Tudo isso alinhado a uma fotografia exuberante, que se apropria muito bem das luzes do ambiente árido australiano rural, para criar uma atmosfera opressora através de cenários desoladores que expõem a imensidão do lugar frente a fragilidade humana, ajudam a dar um toque diferencial ao longa, fugindo da caracterização dos filmes de zumbis passados em contextos urbanos. Outro bom diferencial é a narrativa intimista muito mais preocupada com os arcos dramáticos dos personagens, do que buscar os “porquês” do que realmente aconteceu naquela realidade, evitando querer ser auto-explicativo. É corajoso ver o filme evitar esses maneirismos ou se render a uma fórmula da ação e violência zumbi, apenas para agradar um tipo de público que exige dentro do subgênero, que abordagens como essa, sejam levadas em conta.

Ainda que se arrisque em determinados pontos da sua narrativa, Cargo parece sentir o peso da sua própria carga dramática que coloca nas costas. Curiosamente, este problema surge no ponto em que o curta e o longa mais se distanciam que é a abordagem espiritual, recaindo na figura da garota aborígene Thoomi, a responsabilidade de ser o fio condutor da temática. Sua subtrama dentro do plot maior do filme, é responsável por aquilo que ele têm de mais criativo como também aqueilo que é pior representado ou trabalhado.

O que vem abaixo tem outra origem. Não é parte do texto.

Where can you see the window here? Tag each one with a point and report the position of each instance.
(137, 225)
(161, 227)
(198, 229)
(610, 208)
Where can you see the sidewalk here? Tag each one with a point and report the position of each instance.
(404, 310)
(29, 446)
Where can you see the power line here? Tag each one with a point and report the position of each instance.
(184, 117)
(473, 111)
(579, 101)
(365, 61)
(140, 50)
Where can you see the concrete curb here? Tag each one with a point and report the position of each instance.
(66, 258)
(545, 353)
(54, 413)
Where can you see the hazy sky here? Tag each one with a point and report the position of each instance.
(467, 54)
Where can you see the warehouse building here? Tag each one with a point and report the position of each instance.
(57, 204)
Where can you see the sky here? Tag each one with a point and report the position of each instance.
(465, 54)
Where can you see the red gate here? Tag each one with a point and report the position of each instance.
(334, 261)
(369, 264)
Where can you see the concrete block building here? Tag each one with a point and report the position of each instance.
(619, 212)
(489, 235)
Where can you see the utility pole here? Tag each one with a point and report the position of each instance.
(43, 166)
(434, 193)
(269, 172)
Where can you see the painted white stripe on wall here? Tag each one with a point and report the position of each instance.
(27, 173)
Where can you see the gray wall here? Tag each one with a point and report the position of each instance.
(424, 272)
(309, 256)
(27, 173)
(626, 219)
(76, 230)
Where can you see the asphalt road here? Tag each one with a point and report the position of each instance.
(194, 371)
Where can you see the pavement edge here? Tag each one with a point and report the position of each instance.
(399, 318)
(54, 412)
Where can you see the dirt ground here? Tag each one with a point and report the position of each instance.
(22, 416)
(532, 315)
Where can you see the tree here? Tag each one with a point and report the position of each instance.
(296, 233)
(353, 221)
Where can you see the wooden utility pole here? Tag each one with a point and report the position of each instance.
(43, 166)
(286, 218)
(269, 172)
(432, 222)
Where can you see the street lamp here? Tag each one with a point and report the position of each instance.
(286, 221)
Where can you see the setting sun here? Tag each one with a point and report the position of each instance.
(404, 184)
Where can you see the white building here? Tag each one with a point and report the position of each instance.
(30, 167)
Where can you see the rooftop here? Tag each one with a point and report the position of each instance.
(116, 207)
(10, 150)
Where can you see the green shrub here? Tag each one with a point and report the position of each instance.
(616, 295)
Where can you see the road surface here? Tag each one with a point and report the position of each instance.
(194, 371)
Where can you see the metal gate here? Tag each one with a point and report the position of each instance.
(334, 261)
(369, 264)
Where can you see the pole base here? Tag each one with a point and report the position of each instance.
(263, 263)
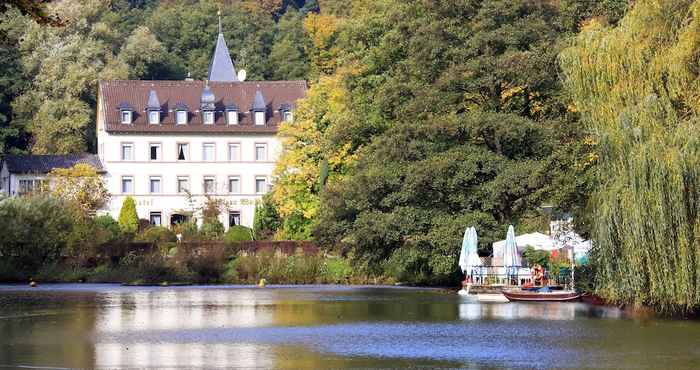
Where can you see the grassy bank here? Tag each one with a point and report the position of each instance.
(214, 265)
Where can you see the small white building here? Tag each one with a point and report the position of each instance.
(170, 143)
(24, 174)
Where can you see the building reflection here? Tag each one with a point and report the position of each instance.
(141, 329)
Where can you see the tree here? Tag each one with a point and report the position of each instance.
(128, 219)
(81, 185)
(266, 220)
(288, 54)
(636, 88)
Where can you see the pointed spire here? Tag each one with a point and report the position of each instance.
(221, 68)
(259, 103)
(153, 103)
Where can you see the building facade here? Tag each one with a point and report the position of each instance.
(172, 144)
(26, 174)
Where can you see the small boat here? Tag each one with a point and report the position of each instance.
(542, 295)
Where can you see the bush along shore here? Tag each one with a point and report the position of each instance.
(47, 239)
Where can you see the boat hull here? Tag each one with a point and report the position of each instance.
(525, 296)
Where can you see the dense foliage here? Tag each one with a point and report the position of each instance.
(429, 117)
(636, 86)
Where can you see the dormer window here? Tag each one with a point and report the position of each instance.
(154, 117)
(232, 114)
(126, 117)
(181, 114)
(259, 118)
(259, 109)
(125, 113)
(153, 108)
(181, 117)
(208, 116)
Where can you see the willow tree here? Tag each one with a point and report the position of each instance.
(637, 86)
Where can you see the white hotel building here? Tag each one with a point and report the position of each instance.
(166, 142)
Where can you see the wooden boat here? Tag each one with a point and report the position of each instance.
(542, 296)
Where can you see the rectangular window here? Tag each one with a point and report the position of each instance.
(232, 117)
(234, 185)
(260, 152)
(156, 218)
(234, 218)
(154, 186)
(260, 118)
(183, 184)
(127, 153)
(155, 152)
(208, 152)
(182, 117)
(31, 186)
(127, 185)
(183, 151)
(234, 152)
(208, 117)
(209, 185)
(154, 118)
(260, 185)
(126, 117)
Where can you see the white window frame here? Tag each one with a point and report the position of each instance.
(121, 151)
(121, 184)
(151, 115)
(208, 117)
(237, 150)
(213, 152)
(186, 152)
(259, 118)
(255, 154)
(264, 179)
(232, 117)
(230, 190)
(204, 184)
(151, 180)
(126, 113)
(177, 184)
(181, 117)
(159, 152)
(150, 217)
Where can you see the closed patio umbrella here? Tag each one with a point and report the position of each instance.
(473, 260)
(511, 259)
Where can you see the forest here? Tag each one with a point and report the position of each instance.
(421, 118)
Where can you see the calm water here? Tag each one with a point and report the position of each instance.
(107, 326)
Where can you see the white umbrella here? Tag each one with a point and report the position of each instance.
(511, 260)
(473, 259)
(464, 252)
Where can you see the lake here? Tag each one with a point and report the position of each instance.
(110, 326)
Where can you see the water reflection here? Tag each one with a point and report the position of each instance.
(322, 327)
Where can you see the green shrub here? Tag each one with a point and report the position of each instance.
(336, 270)
(128, 219)
(238, 234)
(188, 231)
(107, 228)
(157, 234)
(212, 230)
(34, 230)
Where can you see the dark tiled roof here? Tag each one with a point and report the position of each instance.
(221, 66)
(46, 163)
(170, 93)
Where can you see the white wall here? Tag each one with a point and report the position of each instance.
(168, 168)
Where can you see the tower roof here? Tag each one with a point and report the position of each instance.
(153, 103)
(221, 67)
(259, 102)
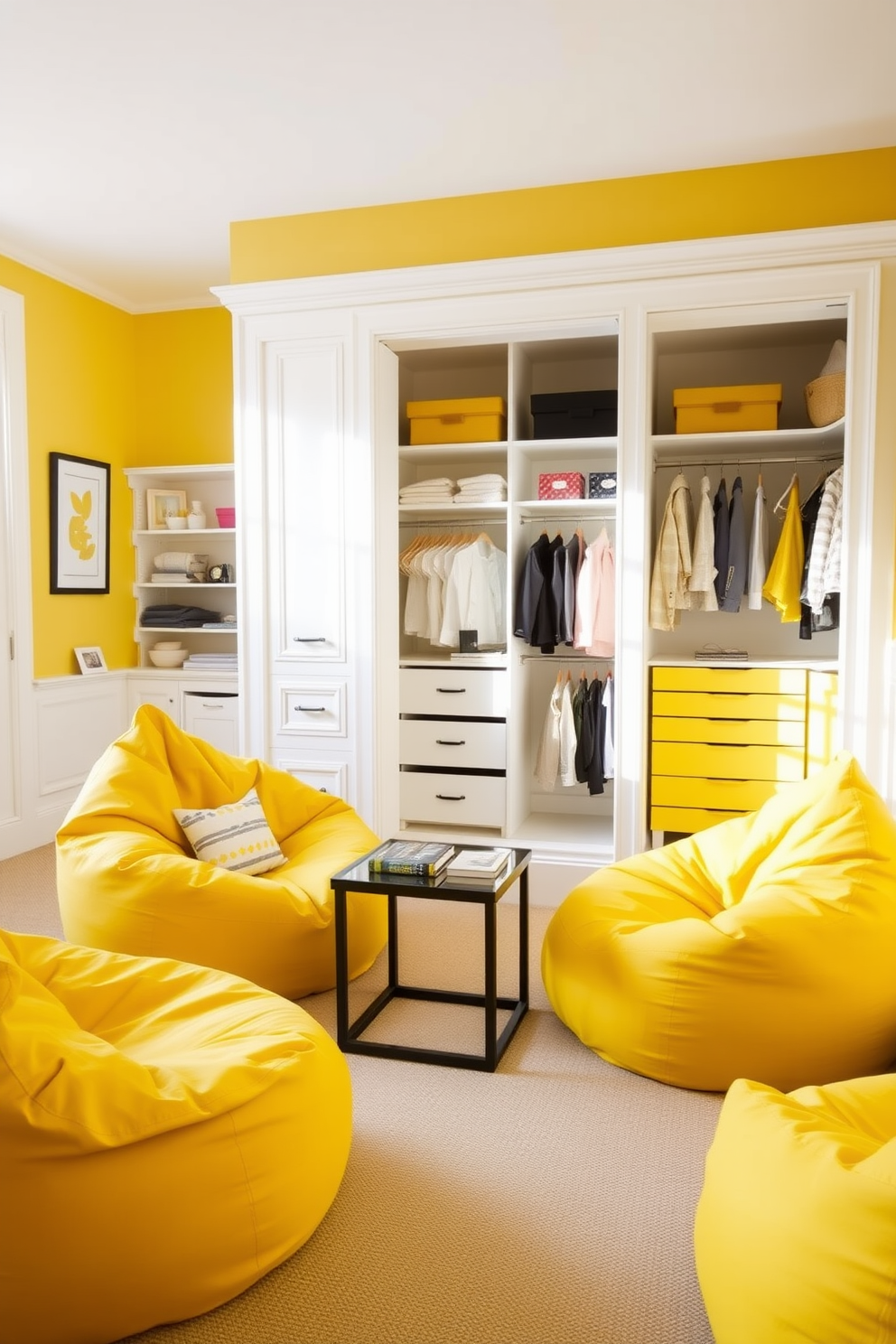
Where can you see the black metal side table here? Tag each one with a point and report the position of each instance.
(348, 1034)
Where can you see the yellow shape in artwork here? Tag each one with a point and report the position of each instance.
(79, 539)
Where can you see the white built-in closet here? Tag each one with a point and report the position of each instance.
(322, 372)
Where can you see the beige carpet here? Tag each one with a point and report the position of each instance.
(548, 1203)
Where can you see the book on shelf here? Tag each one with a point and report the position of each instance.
(479, 864)
(410, 858)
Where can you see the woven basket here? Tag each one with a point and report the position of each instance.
(826, 398)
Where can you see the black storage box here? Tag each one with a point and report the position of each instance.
(575, 415)
(602, 485)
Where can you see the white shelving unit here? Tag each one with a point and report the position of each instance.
(214, 487)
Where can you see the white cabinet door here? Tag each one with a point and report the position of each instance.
(163, 694)
(211, 718)
(305, 514)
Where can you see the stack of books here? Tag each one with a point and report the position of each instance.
(410, 859)
(479, 866)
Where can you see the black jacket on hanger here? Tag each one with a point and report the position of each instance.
(535, 619)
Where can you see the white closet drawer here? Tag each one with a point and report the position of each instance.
(463, 693)
(476, 746)
(465, 800)
(312, 707)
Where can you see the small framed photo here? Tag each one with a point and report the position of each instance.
(79, 525)
(90, 660)
(162, 506)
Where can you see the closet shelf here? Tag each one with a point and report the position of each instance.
(767, 445)
(448, 512)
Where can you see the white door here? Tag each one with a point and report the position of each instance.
(16, 658)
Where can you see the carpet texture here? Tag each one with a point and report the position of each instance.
(548, 1203)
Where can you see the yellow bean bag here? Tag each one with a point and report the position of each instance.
(128, 879)
(167, 1136)
(796, 1227)
(762, 947)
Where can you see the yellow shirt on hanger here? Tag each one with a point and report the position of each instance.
(783, 580)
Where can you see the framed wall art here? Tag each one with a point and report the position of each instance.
(79, 525)
(91, 660)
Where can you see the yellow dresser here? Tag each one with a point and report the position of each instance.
(724, 740)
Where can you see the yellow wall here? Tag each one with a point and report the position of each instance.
(711, 201)
(124, 390)
(157, 388)
(184, 388)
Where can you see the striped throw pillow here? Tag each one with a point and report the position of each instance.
(236, 836)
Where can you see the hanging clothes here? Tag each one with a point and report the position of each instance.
(672, 562)
(735, 572)
(595, 600)
(557, 593)
(567, 735)
(575, 554)
(534, 609)
(758, 566)
(547, 761)
(722, 522)
(785, 574)
(476, 594)
(809, 512)
(592, 741)
(825, 555)
(703, 570)
(609, 721)
(579, 698)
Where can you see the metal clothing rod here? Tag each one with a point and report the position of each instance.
(733, 460)
(479, 525)
(565, 658)
(565, 518)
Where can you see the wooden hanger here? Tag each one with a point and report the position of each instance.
(780, 507)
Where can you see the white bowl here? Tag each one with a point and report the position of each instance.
(167, 658)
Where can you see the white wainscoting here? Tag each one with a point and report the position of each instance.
(76, 719)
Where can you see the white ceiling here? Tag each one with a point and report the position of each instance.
(135, 131)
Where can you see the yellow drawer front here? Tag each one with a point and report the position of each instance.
(703, 705)
(821, 721)
(716, 795)
(728, 762)
(688, 818)
(733, 680)
(771, 733)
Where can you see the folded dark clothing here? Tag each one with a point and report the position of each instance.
(175, 613)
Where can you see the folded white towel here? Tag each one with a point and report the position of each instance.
(835, 360)
(434, 482)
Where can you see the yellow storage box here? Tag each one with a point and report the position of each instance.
(465, 420)
(719, 410)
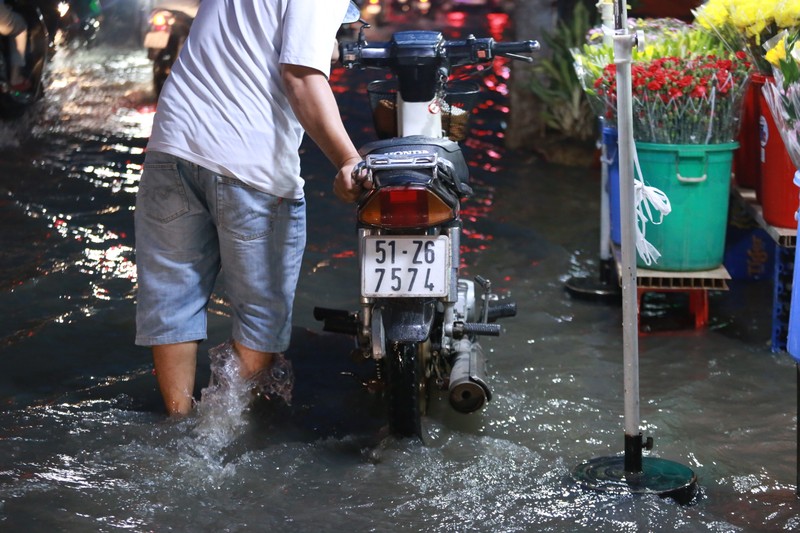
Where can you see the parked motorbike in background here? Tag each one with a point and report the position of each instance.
(418, 321)
(79, 23)
(12, 103)
(170, 22)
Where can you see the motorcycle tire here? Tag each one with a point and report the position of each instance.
(407, 390)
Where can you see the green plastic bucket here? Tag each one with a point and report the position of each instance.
(696, 179)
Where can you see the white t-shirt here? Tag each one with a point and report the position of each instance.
(224, 106)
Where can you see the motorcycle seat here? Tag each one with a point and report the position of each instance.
(445, 149)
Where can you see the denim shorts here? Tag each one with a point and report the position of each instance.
(191, 224)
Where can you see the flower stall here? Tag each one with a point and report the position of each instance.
(762, 163)
(688, 90)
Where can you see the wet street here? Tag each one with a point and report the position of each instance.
(85, 446)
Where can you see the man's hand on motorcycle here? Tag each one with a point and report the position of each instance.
(352, 179)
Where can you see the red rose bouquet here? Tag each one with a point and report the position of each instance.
(695, 99)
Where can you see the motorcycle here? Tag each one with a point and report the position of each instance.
(79, 23)
(169, 27)
(418, 321)
(12, 103)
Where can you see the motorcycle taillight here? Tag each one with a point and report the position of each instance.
(405, 207)
(162, 20)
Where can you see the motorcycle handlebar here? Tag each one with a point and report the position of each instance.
(459, 52)
(517, 47)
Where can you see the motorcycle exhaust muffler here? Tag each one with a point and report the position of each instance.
(468, 388)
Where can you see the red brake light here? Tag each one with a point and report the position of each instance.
(161, 20)
(405, 207)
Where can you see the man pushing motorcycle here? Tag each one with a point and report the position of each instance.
(221, 186)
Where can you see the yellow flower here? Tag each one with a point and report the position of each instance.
(777, 52)
(714, 13)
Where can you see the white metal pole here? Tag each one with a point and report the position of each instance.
(623, 54)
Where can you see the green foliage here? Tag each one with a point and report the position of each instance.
(566, 109)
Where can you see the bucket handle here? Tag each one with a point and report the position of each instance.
(684, 179)
(701, 158)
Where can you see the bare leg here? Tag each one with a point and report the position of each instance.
(18, 58)
(175, 366)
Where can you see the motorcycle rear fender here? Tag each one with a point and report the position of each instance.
(407, 319)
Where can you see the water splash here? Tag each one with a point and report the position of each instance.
(221, 411)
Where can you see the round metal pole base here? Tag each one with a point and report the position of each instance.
(664, 478)
(604, 288)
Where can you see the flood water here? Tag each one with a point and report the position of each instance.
(85, 445)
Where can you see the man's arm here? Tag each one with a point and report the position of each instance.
(314, 105)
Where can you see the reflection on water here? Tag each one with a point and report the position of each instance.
(84, 445)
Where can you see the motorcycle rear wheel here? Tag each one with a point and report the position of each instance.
(407, 388)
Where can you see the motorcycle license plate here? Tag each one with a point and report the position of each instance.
(405, 266)
(156, 39)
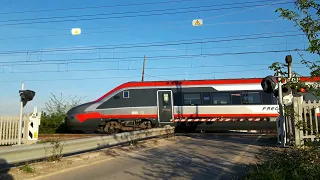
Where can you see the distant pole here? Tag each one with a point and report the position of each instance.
(281, 117)
(144, 64)
(289, 64)
(21, 118)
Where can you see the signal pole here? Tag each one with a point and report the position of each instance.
(21, 118)
(289, 64)
(281, 121)
(144, 64)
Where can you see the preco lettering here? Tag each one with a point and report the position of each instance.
(270, 108)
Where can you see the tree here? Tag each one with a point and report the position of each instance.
(306, 18)
(61, 105)
(308, 23)
(52, 119)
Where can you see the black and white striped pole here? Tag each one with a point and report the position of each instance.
(25, 96)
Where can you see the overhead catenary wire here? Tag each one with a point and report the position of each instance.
(112, 6)
(102, 59)
(136, 69)
(151, 58)
(127, 77)
(154, 44)
(126, 16)
(129, 28)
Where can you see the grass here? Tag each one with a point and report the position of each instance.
(291, 163)
(27, 168)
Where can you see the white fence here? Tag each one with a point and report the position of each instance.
(9, 129)
(9, 126)
(302, 122)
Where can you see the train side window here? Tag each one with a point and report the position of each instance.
(206, 99)
(191, 99)
(220, 98)
(166, 99)
(266, 98)
(251, 98)
(125, 94)
(236, 98)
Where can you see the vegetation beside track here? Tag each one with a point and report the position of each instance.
(292, 163)
(53, 118)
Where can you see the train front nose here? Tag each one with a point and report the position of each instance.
(71, 120)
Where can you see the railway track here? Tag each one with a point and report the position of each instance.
(48, 137)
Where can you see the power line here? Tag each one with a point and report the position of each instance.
(154, 44)
(118, 13)
(125, 16)
(97, 7)
(128, 28)
(125, 77)
(135, 69)
(152, 58)
(102, 59)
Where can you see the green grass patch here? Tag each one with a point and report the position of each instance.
(292, 163)
(27, 168)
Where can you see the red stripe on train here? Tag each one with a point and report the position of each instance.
(194, 82)
(224, 115)
(97, 115)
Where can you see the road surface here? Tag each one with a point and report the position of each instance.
(198, 157)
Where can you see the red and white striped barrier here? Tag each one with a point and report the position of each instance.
(219, 120)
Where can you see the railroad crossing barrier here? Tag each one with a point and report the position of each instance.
(9, 128)
(24, 153)
(304, 113)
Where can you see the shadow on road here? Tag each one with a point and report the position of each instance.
(199, 158)
(4, 168)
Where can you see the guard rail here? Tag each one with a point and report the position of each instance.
(24, 153)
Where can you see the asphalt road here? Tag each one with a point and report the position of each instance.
(199, 157)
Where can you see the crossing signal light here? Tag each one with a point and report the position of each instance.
(286, 90)
(26, 95)
(268, 84)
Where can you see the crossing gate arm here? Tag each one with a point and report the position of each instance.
(222, 120)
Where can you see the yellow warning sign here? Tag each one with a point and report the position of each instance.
(197, 22)
(35, 135)
(75, 31)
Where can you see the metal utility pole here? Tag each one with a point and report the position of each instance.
(281, 121)
(289, 64)
(144, 64)
(21, 118)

Ramke e Howling perdem uma grande oportunidade de elevar a discussão sobre o instinto de sobrevivência e o amor paternal dentro de um apocalipse zumbi para uma esfera mística, que envolve rituais aborígenes. Cargo neste ponto pincela ideias pertinentes de debater o espiritismo frente a uma realidade de medo e horror, só que elas no geral são mal trabalhadas pela apresentação rápida, superficial e sem muitas explicações.

O próprio filme não estabelece uma boa sintonia entre o esqueleto mais sensível do seu drama familiar – a relação da resiliência entre o amor fraternal de Andy e Rose – com sua estrutura de maior potencial – e relegada a segundo plano –  que é Thoomi e as tradições dos povos aborígenes em um mundo de pós-apocalipse. Enquanto a primeira conquista e faz o público encarar o enredo com outros olhos, a segunda é marcada pelo tédio, e por atalhos e soluções fáceis de roteiro que diminuem a própria intensidade. Inclusive a própria montagem do filme deixa claro que as duas tramas concomitantes são encaixadas displicentemente, criando um ritmo distanciado entre tempo e espaço no filme. São problema de execução que realmente incomodam.

Pelo menos no drama familiar, o polivalente Martin Freeman empresta um calor afetivo necessário ao papel. Para quem acompanha o ator no seriado britânico Sherlock sabe do seu enorme carisma. Seu Andy é dotado de um olhar ambíguo, tanto de desespero como de otimismo, que nos deixa preocupados pela sua fragilidade – biótipo e o jeito de Freeman contribuem para isso – ao mesmo tempo fascinado pela sua obstinação e amor pela filha. Para um ator tão relegado a papéis como coadjuvantes, é ótimo vê-lo finalmente como protagonista.

No fundo, Cargo se esforça para fugir da previsibilidade dos filmes de apocalipses de zumbis, mas sua iniciativa esbarra na sua falta de personalidade de entregar boas reflexões, ficando aquém do prometido.